Premium-Molkerei Emmi vereinheitlicht Geschäftsprozesse

Verfasst von ictk am 11.01.2018 - 09:48

Die Schweizer Premium-Molkerei Emmi mit Holdingsitz in Luzern erwartet nach der Harmonisierung vieler verschiedener Prozesse und Systeme mithilfe einer massgeschneiderten IT-Plattform einen profitablen Einfluss auf die langfristige Ertragsentwicklung.

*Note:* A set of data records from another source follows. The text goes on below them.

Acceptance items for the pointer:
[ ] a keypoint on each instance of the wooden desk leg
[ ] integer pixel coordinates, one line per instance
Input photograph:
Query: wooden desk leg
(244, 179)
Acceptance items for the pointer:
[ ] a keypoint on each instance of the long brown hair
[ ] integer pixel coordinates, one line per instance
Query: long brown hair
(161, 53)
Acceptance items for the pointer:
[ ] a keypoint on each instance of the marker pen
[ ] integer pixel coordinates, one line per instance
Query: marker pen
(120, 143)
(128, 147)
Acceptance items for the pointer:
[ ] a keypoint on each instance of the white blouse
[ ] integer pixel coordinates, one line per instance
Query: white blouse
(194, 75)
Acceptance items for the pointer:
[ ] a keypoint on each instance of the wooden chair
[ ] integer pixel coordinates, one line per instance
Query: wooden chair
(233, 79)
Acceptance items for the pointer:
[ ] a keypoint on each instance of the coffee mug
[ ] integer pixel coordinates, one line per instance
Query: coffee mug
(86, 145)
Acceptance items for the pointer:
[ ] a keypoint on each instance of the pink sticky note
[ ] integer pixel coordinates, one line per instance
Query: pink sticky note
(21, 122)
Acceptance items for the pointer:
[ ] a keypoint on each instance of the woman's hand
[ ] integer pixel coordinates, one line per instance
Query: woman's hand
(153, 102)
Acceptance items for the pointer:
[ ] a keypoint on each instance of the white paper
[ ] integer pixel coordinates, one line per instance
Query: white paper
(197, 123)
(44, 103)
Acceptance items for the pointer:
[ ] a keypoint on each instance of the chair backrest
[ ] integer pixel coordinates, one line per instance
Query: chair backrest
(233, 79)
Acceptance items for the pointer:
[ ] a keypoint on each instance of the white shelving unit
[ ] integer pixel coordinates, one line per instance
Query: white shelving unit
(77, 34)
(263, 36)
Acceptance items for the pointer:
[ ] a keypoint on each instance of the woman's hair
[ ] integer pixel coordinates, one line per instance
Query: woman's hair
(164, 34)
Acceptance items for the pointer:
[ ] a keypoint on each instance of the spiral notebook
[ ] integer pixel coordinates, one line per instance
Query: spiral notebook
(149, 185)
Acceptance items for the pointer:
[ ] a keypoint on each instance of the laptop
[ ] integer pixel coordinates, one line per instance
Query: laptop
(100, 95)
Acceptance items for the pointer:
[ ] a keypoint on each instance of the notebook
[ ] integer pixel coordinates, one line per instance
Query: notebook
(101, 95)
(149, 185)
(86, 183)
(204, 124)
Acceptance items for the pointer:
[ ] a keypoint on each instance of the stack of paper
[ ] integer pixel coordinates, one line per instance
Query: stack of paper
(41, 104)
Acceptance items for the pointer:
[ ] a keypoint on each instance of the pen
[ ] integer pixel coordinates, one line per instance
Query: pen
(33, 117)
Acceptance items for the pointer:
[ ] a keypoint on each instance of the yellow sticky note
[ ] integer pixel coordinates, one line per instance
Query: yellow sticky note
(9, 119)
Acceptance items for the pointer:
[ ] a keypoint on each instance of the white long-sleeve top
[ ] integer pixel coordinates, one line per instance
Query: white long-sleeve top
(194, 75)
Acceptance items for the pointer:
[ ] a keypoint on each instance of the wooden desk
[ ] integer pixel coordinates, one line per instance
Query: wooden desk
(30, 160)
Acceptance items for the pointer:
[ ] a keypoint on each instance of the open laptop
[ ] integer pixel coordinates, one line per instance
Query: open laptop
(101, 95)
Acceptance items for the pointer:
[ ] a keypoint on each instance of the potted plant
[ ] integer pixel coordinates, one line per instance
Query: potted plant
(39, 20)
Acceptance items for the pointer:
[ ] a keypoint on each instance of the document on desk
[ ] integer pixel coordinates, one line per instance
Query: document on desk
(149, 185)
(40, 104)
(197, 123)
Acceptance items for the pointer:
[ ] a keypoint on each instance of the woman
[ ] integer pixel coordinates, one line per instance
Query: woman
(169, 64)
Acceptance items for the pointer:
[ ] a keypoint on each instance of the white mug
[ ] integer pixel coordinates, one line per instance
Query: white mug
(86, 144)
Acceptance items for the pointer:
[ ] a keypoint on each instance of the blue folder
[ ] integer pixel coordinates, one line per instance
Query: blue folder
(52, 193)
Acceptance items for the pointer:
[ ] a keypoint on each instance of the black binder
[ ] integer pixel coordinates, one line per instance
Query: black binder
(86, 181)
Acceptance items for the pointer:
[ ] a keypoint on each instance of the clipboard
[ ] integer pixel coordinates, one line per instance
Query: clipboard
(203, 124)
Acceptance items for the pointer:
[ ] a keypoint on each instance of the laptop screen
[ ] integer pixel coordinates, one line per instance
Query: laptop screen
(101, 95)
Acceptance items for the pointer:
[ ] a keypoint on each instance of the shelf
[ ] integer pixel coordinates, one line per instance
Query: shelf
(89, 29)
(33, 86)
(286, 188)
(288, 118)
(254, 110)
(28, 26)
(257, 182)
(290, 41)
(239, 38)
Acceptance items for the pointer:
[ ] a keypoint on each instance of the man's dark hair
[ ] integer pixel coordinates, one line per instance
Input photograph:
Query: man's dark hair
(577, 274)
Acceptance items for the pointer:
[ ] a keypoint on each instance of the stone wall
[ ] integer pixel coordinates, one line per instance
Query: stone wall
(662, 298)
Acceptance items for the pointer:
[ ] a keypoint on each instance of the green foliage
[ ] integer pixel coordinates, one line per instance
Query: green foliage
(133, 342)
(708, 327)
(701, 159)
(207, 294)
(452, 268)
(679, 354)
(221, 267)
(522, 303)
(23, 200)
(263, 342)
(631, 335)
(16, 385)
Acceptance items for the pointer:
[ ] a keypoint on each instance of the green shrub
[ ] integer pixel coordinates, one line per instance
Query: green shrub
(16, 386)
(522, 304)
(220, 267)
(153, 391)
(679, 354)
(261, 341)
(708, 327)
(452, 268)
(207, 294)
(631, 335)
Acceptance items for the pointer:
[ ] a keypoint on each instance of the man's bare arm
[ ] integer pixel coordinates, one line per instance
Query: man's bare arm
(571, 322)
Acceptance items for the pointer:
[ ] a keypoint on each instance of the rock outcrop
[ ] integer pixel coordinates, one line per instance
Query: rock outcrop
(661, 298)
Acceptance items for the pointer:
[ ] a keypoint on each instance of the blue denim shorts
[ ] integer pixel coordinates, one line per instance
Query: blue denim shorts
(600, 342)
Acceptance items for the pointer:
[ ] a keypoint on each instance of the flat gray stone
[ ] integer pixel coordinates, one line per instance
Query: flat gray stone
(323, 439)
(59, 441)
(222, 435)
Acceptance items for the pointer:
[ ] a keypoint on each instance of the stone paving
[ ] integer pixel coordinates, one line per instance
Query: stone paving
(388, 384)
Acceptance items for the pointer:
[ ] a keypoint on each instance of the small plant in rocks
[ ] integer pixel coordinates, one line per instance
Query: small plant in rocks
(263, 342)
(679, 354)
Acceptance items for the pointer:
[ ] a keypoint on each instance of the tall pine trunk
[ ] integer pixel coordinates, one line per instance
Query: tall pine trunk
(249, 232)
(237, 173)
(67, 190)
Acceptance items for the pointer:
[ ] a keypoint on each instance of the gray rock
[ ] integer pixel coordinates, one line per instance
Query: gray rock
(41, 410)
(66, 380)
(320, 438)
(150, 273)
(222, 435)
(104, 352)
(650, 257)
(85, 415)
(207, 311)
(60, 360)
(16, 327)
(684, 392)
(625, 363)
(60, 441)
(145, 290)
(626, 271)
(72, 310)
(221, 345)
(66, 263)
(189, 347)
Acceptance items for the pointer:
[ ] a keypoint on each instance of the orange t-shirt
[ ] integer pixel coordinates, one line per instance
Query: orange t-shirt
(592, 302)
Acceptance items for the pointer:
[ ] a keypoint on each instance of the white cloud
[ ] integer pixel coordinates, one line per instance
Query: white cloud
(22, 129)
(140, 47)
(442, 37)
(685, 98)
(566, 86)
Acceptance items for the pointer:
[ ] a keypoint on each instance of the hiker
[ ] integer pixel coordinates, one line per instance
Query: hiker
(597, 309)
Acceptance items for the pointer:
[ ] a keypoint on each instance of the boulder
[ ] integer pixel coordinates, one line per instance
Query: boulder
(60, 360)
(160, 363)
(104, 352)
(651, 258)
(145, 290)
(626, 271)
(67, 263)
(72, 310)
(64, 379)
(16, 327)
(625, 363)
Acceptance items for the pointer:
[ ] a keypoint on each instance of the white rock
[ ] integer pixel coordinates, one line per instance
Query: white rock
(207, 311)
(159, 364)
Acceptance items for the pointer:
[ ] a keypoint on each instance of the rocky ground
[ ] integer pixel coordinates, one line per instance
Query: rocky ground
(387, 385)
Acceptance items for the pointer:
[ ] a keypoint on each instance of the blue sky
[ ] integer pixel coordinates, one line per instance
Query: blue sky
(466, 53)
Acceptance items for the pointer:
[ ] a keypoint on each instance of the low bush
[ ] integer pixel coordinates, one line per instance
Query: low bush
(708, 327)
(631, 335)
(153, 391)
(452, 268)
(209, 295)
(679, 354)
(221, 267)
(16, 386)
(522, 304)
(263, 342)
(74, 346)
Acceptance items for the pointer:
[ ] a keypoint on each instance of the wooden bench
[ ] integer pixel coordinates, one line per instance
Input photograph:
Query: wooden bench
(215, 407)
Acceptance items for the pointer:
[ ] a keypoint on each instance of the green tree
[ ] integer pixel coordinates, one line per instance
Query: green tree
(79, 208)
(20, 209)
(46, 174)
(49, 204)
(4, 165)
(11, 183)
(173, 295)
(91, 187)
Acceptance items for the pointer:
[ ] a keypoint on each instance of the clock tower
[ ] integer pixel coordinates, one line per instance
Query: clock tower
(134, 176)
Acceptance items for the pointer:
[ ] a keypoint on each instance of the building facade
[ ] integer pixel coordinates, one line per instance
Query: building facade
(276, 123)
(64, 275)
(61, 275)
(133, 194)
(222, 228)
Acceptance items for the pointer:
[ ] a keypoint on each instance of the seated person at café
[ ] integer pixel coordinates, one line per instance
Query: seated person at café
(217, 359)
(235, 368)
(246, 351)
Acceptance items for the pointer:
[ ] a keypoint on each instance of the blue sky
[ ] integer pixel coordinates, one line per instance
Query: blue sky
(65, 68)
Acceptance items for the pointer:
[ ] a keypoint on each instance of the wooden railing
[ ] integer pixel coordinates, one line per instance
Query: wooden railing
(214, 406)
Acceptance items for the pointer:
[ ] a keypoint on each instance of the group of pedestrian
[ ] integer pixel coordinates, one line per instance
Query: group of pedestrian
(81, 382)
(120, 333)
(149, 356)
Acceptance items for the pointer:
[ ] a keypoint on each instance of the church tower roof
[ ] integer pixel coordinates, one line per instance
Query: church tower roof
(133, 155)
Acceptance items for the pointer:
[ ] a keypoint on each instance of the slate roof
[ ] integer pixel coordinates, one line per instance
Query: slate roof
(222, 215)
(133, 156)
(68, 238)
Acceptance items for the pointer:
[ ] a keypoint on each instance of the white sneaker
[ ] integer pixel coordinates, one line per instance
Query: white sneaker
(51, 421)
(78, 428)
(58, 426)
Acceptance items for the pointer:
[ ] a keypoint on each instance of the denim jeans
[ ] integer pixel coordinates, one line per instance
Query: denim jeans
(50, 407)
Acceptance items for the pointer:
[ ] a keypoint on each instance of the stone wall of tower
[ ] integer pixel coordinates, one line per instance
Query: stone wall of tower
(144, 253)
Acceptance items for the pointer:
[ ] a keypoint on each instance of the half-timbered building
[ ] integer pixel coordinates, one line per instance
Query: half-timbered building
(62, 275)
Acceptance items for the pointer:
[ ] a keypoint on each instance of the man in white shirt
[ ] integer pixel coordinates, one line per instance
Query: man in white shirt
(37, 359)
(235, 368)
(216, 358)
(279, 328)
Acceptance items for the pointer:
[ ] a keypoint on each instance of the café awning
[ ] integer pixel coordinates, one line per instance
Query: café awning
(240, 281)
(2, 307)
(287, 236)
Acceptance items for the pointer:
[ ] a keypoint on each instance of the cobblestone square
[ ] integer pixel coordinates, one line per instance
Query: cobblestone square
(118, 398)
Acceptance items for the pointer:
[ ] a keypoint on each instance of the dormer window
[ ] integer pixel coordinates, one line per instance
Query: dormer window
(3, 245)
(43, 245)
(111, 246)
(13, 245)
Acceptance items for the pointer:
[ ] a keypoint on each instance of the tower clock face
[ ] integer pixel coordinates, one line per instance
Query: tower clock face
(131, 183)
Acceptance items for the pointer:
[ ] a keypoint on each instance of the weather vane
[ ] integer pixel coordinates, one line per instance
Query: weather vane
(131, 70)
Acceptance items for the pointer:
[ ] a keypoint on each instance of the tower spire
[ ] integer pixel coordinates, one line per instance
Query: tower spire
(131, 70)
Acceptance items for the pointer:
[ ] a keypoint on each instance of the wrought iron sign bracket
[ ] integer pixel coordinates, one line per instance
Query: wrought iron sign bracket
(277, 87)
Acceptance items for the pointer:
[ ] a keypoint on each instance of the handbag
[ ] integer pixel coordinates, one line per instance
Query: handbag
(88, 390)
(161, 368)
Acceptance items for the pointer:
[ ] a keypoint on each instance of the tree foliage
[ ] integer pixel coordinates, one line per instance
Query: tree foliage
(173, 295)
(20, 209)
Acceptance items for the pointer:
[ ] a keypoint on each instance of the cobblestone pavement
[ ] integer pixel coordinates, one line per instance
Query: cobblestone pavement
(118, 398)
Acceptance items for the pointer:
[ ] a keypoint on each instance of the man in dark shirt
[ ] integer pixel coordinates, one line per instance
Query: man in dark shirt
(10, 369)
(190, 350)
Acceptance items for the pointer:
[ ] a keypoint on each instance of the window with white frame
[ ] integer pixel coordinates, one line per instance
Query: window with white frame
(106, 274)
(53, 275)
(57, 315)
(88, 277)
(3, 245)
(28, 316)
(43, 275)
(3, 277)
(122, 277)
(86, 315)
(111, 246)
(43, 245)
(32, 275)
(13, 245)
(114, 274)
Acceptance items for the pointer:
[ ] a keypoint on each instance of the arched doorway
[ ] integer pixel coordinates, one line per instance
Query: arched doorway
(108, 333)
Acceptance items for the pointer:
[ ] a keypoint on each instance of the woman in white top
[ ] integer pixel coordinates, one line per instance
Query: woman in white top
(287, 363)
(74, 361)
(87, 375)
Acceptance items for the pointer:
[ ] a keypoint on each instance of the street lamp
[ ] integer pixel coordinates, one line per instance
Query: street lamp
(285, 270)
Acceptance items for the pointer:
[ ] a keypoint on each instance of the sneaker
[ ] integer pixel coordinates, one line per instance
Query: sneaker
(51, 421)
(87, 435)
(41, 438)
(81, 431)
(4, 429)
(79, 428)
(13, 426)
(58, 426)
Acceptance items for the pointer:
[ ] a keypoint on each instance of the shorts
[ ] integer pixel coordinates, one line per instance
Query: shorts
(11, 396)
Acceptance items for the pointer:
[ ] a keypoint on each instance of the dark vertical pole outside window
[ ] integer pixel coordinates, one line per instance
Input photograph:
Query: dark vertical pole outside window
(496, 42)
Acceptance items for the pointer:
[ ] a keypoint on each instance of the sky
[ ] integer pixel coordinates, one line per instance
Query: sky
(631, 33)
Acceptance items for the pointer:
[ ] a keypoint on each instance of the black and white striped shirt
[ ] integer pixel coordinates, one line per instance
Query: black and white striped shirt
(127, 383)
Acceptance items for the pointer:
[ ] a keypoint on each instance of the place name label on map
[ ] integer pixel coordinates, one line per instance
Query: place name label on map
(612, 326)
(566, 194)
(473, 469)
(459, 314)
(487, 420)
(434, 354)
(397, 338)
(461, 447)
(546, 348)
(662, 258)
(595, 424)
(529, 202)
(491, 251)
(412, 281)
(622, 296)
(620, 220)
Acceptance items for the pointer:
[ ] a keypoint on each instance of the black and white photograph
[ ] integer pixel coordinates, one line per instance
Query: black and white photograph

Mit einer ausgeprägten Akquisitionsstrategie ist es Emmi in den letzten Jahren gelungen, in die Riege der marktdominierenden Unternehmen Europas in einem der ertragreichsten Bereiche der Nahrungsmittelindustrie vorzustossen. Doch mit den vielen Zukäufen erweiterte sich auch die Palette der unterschiedlichen Geschäftsprozesse, was letztlich das Wachstum stark einbremste. Zu den Herausforderungen gehörten Kommunikationsbarrieren, Doppelarbeit und nicht optimierte Reporting-Prozesse. Die Management- und Technologieberatung Bearingpoint nun Emmi, die Prozesse mit einer einheitlichen IT-Plattform über OneERP nicht nur zu optimieren, sondern auch neue Synergien zu nutzen.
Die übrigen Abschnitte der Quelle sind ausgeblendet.